Pour Le Déluge (et bien que le roman mette en scène 6 histoires différentes plutôt que la même histoire racontée de 6 façons différentes, comme chez Schwob, Dufour ou Damasio), il est extrêmement tentant de faire de Kate Morris cette "figure centrale", comme le dit Jonathan Russell Clark dans le Los Angeles Times – ce point d'équilibre d'un roman que "des forces centrifuges menacent d'éparpiller", comme le dit Hamilton Cain dans le New York Times (non, je ne suis pas le seul à utiliser des métaphores physiques à propos du Déluge).

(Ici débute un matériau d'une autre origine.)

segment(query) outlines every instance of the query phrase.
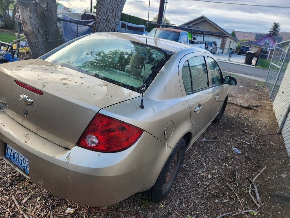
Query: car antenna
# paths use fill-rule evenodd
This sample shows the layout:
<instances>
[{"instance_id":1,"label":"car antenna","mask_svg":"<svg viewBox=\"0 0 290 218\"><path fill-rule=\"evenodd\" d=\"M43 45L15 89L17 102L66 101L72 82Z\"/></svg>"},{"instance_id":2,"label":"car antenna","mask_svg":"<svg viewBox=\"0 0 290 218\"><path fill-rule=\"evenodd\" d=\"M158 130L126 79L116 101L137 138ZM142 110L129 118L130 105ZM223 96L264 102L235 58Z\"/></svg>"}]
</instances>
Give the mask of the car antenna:
<instances>
[{"instance_id":1,"label":"car antenna","mask_svg":"<svg viewBox=\"0 0 290 218\"><path fill-rule=\"evenodd\" d=\"M148 19L147 20L147 31L148 31L148 24L149 22L149 11L150 10L150 0L149 0L149 6L148 8ZM145 65L146 64L146 53L147 50L147 38L148 37L148 32L146 35L146 44L145 44L145 56L144 56L144 71L143 74L143 83L142 83L142 97L141 99L141 104L140 105L140 108L141 109L144 109L144 106L143 105L143 93L144 90L144 78L145 77Z\"/></svg>"}]
</instances>

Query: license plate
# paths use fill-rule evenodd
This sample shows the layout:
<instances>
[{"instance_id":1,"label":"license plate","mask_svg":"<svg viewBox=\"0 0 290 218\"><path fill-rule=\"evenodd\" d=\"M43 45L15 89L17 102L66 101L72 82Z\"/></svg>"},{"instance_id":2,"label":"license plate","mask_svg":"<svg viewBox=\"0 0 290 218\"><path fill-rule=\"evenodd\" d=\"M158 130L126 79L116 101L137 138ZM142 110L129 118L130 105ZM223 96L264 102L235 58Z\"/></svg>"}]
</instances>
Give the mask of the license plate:
<instances>
[{"instance_id":1,"label":"license plate","mask_svg":"<svg viewBox=\"0 0 290 218\"><path fill-rule=\"evenodd\" d=\"M5 156L17 167L29 175L28 159L25 156L8 144L6 146Z\"/></svg>"}]
</instances>

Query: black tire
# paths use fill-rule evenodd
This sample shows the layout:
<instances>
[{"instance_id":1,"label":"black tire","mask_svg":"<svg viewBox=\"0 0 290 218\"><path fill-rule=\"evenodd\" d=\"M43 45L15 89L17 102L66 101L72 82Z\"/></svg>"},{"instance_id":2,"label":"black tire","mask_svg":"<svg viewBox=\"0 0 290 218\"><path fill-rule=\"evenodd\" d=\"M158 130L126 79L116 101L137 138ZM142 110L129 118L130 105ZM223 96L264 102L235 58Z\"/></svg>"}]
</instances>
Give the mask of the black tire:
<instances>
[{"instance_id":1,"label":"black tire","mask_svg":"<svg viewBox=\"0 0 290 218\"><path fill-rule=\"evenodd\" d=\"M217 123L220 120L220 119L222 119L222 115L224 114L224 110L226 109L226 103L227 103L228 97L227 96L226 99L224 99L224 103L222 105L222 107L220 110L220 112L213 121L213 122Z\"/></svg>"},{"instance_id":2,"label":"black tire","mask_svg":"<svg viewBox=\"0 0 290 218\"><path fill-rule=\"evenodd\" d=\"M182 164L185 152L185 142L183 139L182 139L177 143L166 161L155 184L149 189L143 192L145 196L154 202L160 202L168 195L176 180ZM173 166L172 165L176 156L178 156L179 157L176 165L175 167L175 165L174 164ZM173 168L174 168L173 170L172 169ZM170 172L171 170L171 171ZM166 182L166 176L169 176L168 174L170 174L170 178Z\"/></svg>"}]
</instances>

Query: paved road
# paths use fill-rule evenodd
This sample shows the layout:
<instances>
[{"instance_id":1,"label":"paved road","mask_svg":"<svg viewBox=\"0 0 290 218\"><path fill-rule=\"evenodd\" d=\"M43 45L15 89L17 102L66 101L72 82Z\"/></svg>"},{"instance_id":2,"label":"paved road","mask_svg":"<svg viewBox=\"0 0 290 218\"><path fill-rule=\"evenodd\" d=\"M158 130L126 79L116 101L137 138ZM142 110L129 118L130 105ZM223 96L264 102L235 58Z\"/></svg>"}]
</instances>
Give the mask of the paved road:
<instances>
[{"instance_id":1,"label":"paved road","mask_svg":"<svg viewBox=\"0 0 290 218\"><path fill-rule=\"evenodd\" d=\"M267 69L222 61L219 64L222 70L264 78L266 78L268 72Z\"/></svg>"},{"instance_id":2,"label":"paved road","mask_svg":"<svg viewBox=\"0 0 290 218\"><path fill-rule=\"evenodd\" d=\"M214 54L213 56L217 60L227 60L229 59L229 55L228 54ZM239 55L236 54L233 54L231 58L231 61L234 62L238 62L241 64L245 62L245 55Z\"/></svg>"}]
</instances>

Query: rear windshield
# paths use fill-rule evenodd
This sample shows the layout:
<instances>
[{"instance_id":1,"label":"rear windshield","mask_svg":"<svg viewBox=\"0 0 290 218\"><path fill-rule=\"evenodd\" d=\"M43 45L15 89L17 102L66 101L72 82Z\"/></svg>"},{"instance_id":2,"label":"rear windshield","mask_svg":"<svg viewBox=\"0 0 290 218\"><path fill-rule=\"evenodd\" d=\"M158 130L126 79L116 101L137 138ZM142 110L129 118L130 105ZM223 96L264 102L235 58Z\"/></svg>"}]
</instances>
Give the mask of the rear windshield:
<instances>
[{"instance_id":1,"label":"rear windshield","mask_svg":"<svg viewBox=\"0 0 290 218\"><path fill-rule=\"evenodd\" d=\"M145 44L100 33L61 48L44 60L140 93L173 54L147 45L144 65Z\"/></svg>"},{"instance_id":2,"label":"rear windshield","mask_svg":"<svg viewBox=\"0 0 290 218\"><path fill-rule=\"evenodd\" d=\"M153 29L148 34L148 36L178 42L180 33L169 30Z\"/></svg>"}]
</instances>

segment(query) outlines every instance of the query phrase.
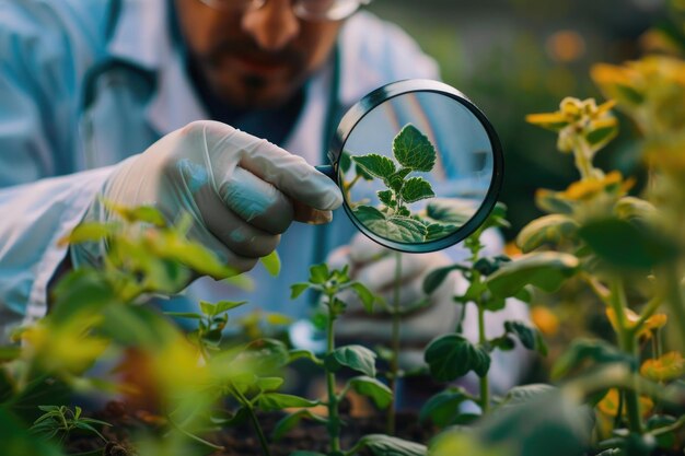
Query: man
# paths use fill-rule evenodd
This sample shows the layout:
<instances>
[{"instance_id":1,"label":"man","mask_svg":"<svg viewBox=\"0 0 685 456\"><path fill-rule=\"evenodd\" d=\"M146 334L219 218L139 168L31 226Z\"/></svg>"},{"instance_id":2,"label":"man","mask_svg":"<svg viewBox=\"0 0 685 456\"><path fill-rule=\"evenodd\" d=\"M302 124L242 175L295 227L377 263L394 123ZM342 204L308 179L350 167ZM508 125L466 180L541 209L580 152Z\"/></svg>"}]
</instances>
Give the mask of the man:
<instances>
[{"instance_id":1,"label":"man","mask_svg":"<svg viewBox=\"0 0 685 456\"><path fill-rule=\"evenodd\" d=\"M288 287L353 234L341 214L314 225L341 198L306 163L324 162L340 112L371 90L438 78L397 27L352 15L364 2L0 0L3 338L45 314L61 269L97 264L102 246L56 241L82 220L107 220L101 197L154 203L172 221L190 212L190 235L240 270L280 242L281 274L256 267L248 295L208 278L188 294L303 316ZM417 256L405 285L445 261ZM369 280L380 289L387 279ZM436 308L454 313L449 294ZM443 320L451 329L453 316Z\"/></svg>"}]
</instances>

Evidemment, ce serait reconduire le mythe de l'homme providentiel (ici la femme providentielle, même si elle souvent est décrite comme masculine, j'en ai déjà parlé) ; dans un entretien avec Gideon Lichfield, Stephen Markley assume d'ailleurs parfaitement le fait d'avoir agrégé la lutte climatique autour d'un leader charismatique (pour ne pas dire christique), suite aux limites médiatiques de notre société :
"J'ai juste essayé d'imaginer que quelqu'un allait survenir, qui deviendrait l'incarnation de ce mouvement ; cela a beaucoup à voir avec la façon dont les média travaillent : avoir une figure – quelqu'un qui est à la fois au devant et au centre de la scène– tend à être la façon dont notre société s'organise autour de certaines problématiques. Quelle que soit la problématique, des figures émergent, qui brandissent la flamme en quelque sorte. Kate Morris était ma conception de ce qu'une telle personne pourrait ressembler aux Etats-Unis ; non pas que je prédise à quoi elle ressemblerait, mais il y avait besoin d'un personnage charmant et infatigable, il y avait besoin de quelqu'un capable de toucher des gens qui n'auraient pas été touchés autrement."
Ceci dit, Stephen Markley va infléchir cette vision convenue mais inévitable (un peu à la manière dont il traite les stéréotypes autistiques), et c'est flagrant dans le mystérieux passage à la troisième personne qui est au centre de la quatrième partie – mystérieux, car comme le révèlent les pages 1006-1007, le tiers qui l'a produit l'a fait sans raison valable, contrairement aux histoires de Shane ou de Tony.
Ce passage décrit, avec une multitude de points de vue (dont, fugitivement, celui de Kate elle-même), l'événement qui est tout à la fois le point culminant du récit et de la carrière de Kate (notamment parce qu'elle parvient à y concilier l'action politique et l'action directe, non-violente contrairement à Shane) ; c'est d'ailleurs là (page 599) que le roman, après une brève allusion moqueuse par le père de Kate (page 413), va justifier son titre, au travers d'un slogan repris plus loin (pages 689 ou 1020) :
"Aujourd'hui, dans cette ville, en cette heure sombre, nous allons démontrer que les divisions imposées par les riches et les puissants n'existent pas. Pour l'instant ils n'ont pas peur de nous, mais ça va venir. Parce que nous sommes ce qu'ils n'ont pas vu arriver, et qu'ils n'auraient jamais cru possible. Nous sommes le Déluge."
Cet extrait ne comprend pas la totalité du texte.